Dès sa publication, la résolution a eu l’effet d’un tremblement de terre. Certes, ce n’est pas la première fois que le Maroc est épinglé par des ONG (et même par le département d’État américain) pour les abus et les atteintes aux libertés publiques et aux droits politiques. Mais, cette fois-ci, les accusations proviennent d’une institution centrale de l’Union européenne. Selon une note-analyse des services secrets belges,
L’Union européenne est une entité d’un intérêt vital pour le Maroc. Elle est son premier partenaire commercial, l’origine de la vaste majorité de ses investissements étrangers et elle accueille la plus grande partie de la diaspora marocaine. Le développement du royaume, sa sécurité énergétique et ses ambitions géopolitiques (principalement la reconnaissance de la “marocanité” du Sahara occidental annexé en 1975) dépendent, tout au moins en partie, du bon vouloir de l’Union européenne.
RETOUR DES FAMEUSES INAUGURATIONS
Sur le plan interne, si la monarchie marocaine continue de dominer la vie politique, en tant qu’institution monopolisant le champ religieux et temporel, son image de pouvoir à la fois stable et autoritaire tout en étant ouvert s’est quelque peu étiolé ces dernières années.

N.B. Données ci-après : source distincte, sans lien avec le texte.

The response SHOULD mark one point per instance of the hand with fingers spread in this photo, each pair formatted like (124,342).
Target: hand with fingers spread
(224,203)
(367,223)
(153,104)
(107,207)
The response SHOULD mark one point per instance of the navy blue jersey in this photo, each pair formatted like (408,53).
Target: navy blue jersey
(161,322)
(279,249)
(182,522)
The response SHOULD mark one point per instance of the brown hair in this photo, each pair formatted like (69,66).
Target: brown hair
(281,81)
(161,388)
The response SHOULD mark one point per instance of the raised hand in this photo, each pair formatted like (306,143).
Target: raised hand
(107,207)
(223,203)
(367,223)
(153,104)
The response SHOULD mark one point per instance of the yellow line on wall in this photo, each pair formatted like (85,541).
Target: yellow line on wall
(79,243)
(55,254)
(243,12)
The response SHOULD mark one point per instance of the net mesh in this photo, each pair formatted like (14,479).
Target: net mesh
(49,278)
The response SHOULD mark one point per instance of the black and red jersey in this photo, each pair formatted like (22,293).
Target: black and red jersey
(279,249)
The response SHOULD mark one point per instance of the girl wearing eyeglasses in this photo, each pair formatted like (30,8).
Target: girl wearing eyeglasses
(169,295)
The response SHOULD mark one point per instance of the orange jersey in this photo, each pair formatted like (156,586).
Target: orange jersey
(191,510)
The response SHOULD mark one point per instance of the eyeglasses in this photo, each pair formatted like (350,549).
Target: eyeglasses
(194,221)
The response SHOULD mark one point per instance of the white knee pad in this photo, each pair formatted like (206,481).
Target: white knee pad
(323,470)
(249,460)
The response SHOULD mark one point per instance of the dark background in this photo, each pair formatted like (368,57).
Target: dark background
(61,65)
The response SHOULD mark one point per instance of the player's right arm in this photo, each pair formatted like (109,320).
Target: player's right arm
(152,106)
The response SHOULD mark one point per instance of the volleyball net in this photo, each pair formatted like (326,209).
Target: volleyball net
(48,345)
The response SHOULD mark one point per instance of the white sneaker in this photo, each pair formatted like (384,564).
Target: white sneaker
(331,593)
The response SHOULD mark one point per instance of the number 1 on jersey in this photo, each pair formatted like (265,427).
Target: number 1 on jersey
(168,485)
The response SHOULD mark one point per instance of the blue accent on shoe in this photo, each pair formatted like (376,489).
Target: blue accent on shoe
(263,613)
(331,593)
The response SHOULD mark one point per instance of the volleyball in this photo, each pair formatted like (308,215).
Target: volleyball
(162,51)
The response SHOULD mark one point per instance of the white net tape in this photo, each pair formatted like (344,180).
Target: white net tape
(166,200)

Les absences répétées du roi Mohamed VI (en France et plus récemment quatre mois au Gabon) d’un côté et, de l’autre, le « phénomène Abou Azaitar », cette fratrie au passé sulfureux dont la proximité avec le monarque inquiète au plus haut niveau du sérail, renvoient l’image d’un flottement du pouvoir suprême qui ne cesse d’alimenter les colonnes de la presse internationale, et d’intriguer les couloirs feutrés des chancelleries.
C’est sans doute pour y faire face que le roi, depuis son retour du Gabon à la veille du ramadan (le 22 mars 2023), s’est montré nettement plus présent. En tant que Commandeur des croyants, il a présidé toutes les causeries religieuses se déroulant lors du mois sacré. En tant que chef du pouvoir exécutif, il a renoué avec les fameuses inaugurations d’antan en effectuant, notamment, un déplacement à Tanger en plein ramadan pour y inaugurer un hôpital universitaire et en décidant que désormais, le Nouvel An berbère — le 13 janvier — serait férié. Et enfin, en tant que chef militaire, il a nommé un nouvel inspecteur général de l’armée.
Objectif : rétablir l’autorité du pouvoir monarchique, qui passe moins par le fonctionnement régulier des institutions que par la présence physique du roi. Mais le rétablissement de l’image positive qui avait caractérisé pendant longtemps le royaume passe par la libération des prisonniers politiques. Outre les journalistes précités, un avocat âgé de 80 ans, Mohamed Ziane, une dizaine de cybermilitants auxquels s’ajoutent les militants du Rif (nord) dont les leaders sont condamnés à des peines de quinze à vingt ans ferme.